Dune "Mantra": 'Fear is the Mind-killer'

I am not a big Sci-Fi fan, first of all, so forgive me if I get the details wrong in trying to ask this queston.

In the first movie version of Frank Herbert’s “Dune”, there is a character who recites a sort of mantra or prayer including the words “Fear is the mind-killer”. Does anyone have the complete text of this?

Was it just something this character made up for himself or was it supposed to be quasi-religious in nature, like the guy belonged to a secret society of some kind?

Is it in the book, or was it something devised by the screenwriters?

Reading the book at the moment, and so far (p216 out of 562) I have not come across this phrase… but the story is just getting started…

Gp

lol, it’s on p.19 in mine :slight_smile: . (When he puts his hand in the box to be tested).

Sounds very Zen to me, but I didn’t turn up anything on a quick google, so?

Just type “the Litany of Fear” into any search engine

Still does more for me than all the “Hail Marys”…

But don’t take any notice of me - I find profound truths in the HG2G. :slight_smile:

BTW, if you haven’t read the Dune series you won’t understand any references to the Bene Gesserit.

It’s also repeated in a couple of the other books in the Dune series - in context, of course.

But I have never seen or heard the mantra, or anything similar, anywhere else but in a Dune volume.

Oddly enough, the first place I think I came across the mantra was not in a Dune book, but on the short-lived Earthworm Jim Satuday morning cartoon. The little dog would say it before he turned into a bug mutant dog.

[sub]Does anyone else remember this? Or is it yet another one of my hallucinatory childhood memories?[/sub]

or a big mutant dog…

** Big Mutant Dog**, appearing tonight for one night only just tonight at the Odeon !!!

:smiley: :smiley:

It’s actually Zen-Sunni, a successor religion/philosophy of Zen and Sunni Islam.

The Dune Encyclopedia is an excellent source for more information. Unfortunately, it’s long out-of-print, but your local library may still have a copy.

I remember that! I thought it was a drug induced memory - my roomies and I (all dune fanatics) were coming back to reality one morning watching cartoons when I saw that cartoon!

The character in question (Paul) did not make it up himself. His mother was a member of a (sort of) secret society of women. At the begining of the story, she (sort of) illicitly taught him some of thier “tricks”, one of which was that “the Litany of Fear” which helps them remain focused and calm under stress.
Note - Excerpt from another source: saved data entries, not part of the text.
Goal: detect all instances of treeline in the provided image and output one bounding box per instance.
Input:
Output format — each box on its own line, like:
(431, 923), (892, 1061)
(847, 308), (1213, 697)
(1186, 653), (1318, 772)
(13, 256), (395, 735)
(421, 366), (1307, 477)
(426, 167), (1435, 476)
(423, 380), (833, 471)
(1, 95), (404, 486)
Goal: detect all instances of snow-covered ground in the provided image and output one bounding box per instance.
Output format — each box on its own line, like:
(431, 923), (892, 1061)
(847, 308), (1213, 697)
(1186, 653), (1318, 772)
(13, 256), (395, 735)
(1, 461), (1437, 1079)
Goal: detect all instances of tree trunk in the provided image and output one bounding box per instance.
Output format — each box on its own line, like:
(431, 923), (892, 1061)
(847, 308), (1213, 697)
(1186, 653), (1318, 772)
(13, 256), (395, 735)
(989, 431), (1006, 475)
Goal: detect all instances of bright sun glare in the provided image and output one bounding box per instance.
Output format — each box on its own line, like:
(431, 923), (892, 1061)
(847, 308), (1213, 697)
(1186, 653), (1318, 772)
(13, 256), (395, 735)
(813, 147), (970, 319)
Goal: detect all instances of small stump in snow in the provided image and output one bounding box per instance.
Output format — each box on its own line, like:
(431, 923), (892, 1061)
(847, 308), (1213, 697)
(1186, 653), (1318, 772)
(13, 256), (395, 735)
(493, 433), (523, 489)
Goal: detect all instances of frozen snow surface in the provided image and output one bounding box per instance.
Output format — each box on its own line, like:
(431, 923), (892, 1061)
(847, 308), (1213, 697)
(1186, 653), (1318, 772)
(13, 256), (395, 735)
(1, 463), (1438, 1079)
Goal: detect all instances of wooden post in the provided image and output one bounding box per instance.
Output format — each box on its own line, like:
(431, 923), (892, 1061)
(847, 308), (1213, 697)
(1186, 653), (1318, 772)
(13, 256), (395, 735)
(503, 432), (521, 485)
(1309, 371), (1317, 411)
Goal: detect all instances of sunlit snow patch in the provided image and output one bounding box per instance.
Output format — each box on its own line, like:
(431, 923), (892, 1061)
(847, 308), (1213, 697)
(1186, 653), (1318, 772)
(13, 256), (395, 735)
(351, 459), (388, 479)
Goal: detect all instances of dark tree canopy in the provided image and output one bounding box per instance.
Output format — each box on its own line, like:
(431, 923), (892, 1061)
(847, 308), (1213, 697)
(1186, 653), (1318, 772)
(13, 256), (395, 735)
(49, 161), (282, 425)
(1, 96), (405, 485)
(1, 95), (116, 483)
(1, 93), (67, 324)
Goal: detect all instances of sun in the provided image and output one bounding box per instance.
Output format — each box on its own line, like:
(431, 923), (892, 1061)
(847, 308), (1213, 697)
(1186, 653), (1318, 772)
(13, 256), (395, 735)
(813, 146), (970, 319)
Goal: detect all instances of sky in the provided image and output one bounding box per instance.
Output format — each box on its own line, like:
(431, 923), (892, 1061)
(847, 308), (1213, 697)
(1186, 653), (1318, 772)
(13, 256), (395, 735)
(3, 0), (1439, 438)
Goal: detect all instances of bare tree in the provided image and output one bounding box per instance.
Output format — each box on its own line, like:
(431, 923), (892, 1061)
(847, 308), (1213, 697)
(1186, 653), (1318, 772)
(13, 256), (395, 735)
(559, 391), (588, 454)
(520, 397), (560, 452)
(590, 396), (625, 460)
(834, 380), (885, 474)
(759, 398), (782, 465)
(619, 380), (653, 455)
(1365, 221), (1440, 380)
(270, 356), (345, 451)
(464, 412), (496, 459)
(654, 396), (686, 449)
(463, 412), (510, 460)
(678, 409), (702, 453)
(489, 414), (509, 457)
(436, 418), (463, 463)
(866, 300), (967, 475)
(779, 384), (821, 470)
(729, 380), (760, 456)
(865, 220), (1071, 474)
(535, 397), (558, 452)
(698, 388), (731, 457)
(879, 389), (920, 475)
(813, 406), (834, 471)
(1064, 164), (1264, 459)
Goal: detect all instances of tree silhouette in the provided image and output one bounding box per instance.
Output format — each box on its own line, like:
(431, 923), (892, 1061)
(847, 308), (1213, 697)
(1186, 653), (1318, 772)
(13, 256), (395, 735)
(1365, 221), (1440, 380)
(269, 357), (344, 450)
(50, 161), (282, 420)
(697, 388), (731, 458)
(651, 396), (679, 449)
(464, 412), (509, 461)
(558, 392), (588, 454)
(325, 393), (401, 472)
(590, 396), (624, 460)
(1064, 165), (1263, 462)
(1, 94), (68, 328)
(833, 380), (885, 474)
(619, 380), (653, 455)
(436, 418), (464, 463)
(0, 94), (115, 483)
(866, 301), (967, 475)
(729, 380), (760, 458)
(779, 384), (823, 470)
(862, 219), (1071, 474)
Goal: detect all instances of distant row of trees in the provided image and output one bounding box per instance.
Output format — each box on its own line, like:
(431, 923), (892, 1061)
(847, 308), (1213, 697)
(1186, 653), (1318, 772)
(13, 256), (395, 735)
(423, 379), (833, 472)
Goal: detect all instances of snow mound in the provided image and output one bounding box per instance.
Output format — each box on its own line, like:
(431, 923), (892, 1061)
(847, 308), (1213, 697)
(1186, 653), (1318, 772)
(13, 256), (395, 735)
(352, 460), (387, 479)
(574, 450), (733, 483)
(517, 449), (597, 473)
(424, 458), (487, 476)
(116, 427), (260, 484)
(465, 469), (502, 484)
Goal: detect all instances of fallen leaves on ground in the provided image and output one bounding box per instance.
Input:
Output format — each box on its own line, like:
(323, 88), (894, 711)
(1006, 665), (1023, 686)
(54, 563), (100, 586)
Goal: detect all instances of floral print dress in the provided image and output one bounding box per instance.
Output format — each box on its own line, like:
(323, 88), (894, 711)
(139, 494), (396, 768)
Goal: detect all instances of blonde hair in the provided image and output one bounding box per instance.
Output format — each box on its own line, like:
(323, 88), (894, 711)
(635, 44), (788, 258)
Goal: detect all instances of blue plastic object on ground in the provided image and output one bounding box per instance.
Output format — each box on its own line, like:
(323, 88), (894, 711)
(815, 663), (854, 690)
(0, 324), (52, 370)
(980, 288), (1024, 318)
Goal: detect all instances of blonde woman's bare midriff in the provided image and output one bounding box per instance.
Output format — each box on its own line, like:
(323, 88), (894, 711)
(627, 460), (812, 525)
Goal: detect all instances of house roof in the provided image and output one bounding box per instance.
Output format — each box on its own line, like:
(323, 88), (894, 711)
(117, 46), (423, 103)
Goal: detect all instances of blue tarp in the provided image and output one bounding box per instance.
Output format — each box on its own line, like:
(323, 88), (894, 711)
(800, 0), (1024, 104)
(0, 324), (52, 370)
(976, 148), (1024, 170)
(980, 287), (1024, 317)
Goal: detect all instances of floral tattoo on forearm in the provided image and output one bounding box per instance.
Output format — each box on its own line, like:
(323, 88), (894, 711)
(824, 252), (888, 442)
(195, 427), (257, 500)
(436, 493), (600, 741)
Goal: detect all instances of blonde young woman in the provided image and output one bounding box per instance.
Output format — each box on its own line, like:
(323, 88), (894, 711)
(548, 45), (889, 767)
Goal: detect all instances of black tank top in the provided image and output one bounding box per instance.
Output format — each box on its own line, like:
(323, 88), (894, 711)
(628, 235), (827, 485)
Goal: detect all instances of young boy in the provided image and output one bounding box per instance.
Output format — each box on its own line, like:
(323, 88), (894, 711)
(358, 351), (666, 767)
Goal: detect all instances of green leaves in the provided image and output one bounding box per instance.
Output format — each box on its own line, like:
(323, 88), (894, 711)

As for it being quasi-religious, we as readers might think so, but the “secret society” in the book treats religion as a “tool” to control other people, and would consider that mantra as more of a mnemonic aid than a religious rite.

I am not a SF fan of any magnitude, but I did read and see Dune as a youngster, and that mantra stuck with me. I use that philosophy quite a bit (not the exact wording, but the idea). Fear does cloud the mind and prevents rational thinking. Respect Fear, and the causes of Fear, but do not let it cripple your mind, because your mind is what will get you beyond that which caused the Fear in the first place.

Great! Confirmation!

Bene Gesserit Grazie, dopers!

BTW, I had no idea it was spelled “Bene Gesserit”. I had only seen the movies, and so assumed it was something like “Benejeserit”, perhaps mutated by the author from “bene Jesuit”.

So does “Earthworm Jim” pre- or post-date the Dune book?

Oh yeah, I remembered it from when Paul Astrides put his hand in the box, but more from when the Doctor character (played by Brad Souris?) is riding in a sort of overhead tram box to go see the evil Baron Harkonnen.

I have to conclude that the Litany was known outside the BG order if the Doctor knew it.

Sorry about the character name misspellings, but I only know Dune from TV.

Thanks again, y’all.

Dune, 1965
Earthworm Jim, 1994

I have read interviews w/ Brian Herbert (Frank’s son) that indicate that “Gesserit” was indeed morphed from “Jesuit.”

MMMMmmm…no. Piter deVries (sp?) was not a “doctor” but a Mentat: IIRC, they were the human-computer/assassins who took the “Juice of Safoo” (sp?) to give them enhanced mental computation abilities. The litany Piter recites, as near as I can recall without reference material, was:

It is by will alone that I undertake this ritual. It is by the Juice of Saffoo that thoughts acquire speed, that lips acquire stains, that stains become a warning…

Frank Herbert was a demon for rituals and litanies. I’d hate to hear what these people had to do just to go to the bathroom.